Holiday Inn's "New Playbook" Is the Same Old Song With Better Staging
IHG is dressing up Holiday Inn's refresh as a strategic revolution, but when you strip away the lobby renderings and the press-friendly language, the real question is whether owners will see returns that justify the capital... or just another round of brand theater with a nicer font.
So IHG had a monster 2025. Record openings, 443 hotels, over 65,000 rooms added, operating profits up 15% to $1.2 billion, and a shiny new $950 million share buyback announced for 2026. The pipeline is 340,000 rooms deep. The fee margin expanded 360 basis points. If you're an IHG shareholder, you're having a wonderful year. If you're an IHG franchise owner staring down a property improvement plan tied to this "new playbook"... your year is about to get more complicated. And more expensive. And nobody at headquarters is going to sit across the table from you when the math doesn't work.
Let's talk about what this "playbook" actually is when you peel the press release off it. IHG has been pushing hard on conversions... roughly 60% of their openings and 40% of organic signings were conversions in early 2025. That tells you something important about the growth strategy: they're not building new hotels, they're rebadging existing ones. Which means they need a product model that's conversion-friendly, cost-efficient, and visually compelling enough to justify the flag change.

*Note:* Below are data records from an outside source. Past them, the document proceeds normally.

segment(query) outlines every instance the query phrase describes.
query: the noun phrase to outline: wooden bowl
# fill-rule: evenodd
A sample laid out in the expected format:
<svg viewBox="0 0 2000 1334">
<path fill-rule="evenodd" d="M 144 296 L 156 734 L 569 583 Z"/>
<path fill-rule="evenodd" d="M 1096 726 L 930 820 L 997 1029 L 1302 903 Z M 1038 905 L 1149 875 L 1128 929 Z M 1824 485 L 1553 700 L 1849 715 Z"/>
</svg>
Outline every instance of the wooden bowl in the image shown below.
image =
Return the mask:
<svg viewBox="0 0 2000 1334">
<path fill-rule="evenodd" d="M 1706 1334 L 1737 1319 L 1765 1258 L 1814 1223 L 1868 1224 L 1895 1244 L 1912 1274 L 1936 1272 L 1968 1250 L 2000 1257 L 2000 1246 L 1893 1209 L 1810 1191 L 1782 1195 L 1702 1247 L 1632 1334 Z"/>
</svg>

Enter Holiday Inn Express 5.0, the "Dawn" model, with its emphasis on "space design, service details, and smart experiences." (That last phrase, "smart experiences," is doing a LOT of heavy lifting and I'd love for someone to define it in a sentence that an actual front desk agent could execute.) The per-room construction cost target of roughly $20,000 is a China-specific number, by the way. If you're an owner in Memphis or Boise expecting that figure to translate, I'd encourage you to sit down first.
Here's the part that makes my filing cabinet twitch. IHG's Americas RevPAR was up just 0.3% for the full year and actually declined 2% in Q4 2025... underperforming both Hilton and Marriott. So the domestic engine is cooling. And into that cooling environment, IHG is asking owners to invest capital in a refreshed product standard while simultaneously pushing conversion-heavy growth that dilutes the existing system's pricing power. You know what that looks like from the owner's chair? It looks like you're spending money to maintain a brand premium that's shrinking. I sat in a franchise review once where the brand rep kept talking about "the halo effect of system growth" and the owner next to me leaned over and whispered, "The halo is costing me $4,200 a month in fees and I can't tell you what it's doing for my rate." That owner wasn't wrong. And there are a lot of owners feeling exactly that way right now.
The FIFA World Cup narrative is interesting... IHG's CEO is publicly citing it as a 2026 demand catalyst, and he's probably right that select markets will see a lift. But "the World Cup will help" is not a brand strategy. It's a weather event. What happens in 2027 when the tournament is over and your PIP payments are still due? The Deliverable Test on this refresh is the same one I apply to every brand evolution: can the team at a 140-key Holiday Inn Express in a secondary market, staffed the way hotels are actually staffed right now (which is to say, thinly), deliver whatever "elevated experience" this playbook promises? Because if the answer requires a dedicated team member, a specialized amenity, or a technology integration that assumes broadband speeds your 1990s-era building can't support... you don't have a playbook. You have a fantasy document with a timeline attached.
I want to be clear... I'm not anti-IHG, and I'm not anti-refresh. Holiday Inn is one of the most recognized names in hospitality and it SHOULD evolve. But evolution that primarily serves the franchisor's fee margin (up 360 basis points, remember?) while the franchisee's RevPAR in the Americas barely moved? That's not a partnership. That's a subscription. And owners need to read the actual FDD, compare the projected loyalty contribution to what properties in their comp set are actually receiving, and make the decision with their calculator, not with the brand's slide deck. The slide deck always looks beautiful. The P&L is where the truth lives.
If you're a Holiday Inn or HI Express franchisee getting the call about this refresh... before you agree to anything, pull your actual loyalty contribution numbers for the last 24 months and compare them to what was projected when you signed. Then ask your franchise rep to show you the same comparison for properties in your comp set. If they can't or won't provide it, that tells you everything you need to know. The shiny new playbook means nothing if the math underneath it hasn't changed. Get the math first. Decide second.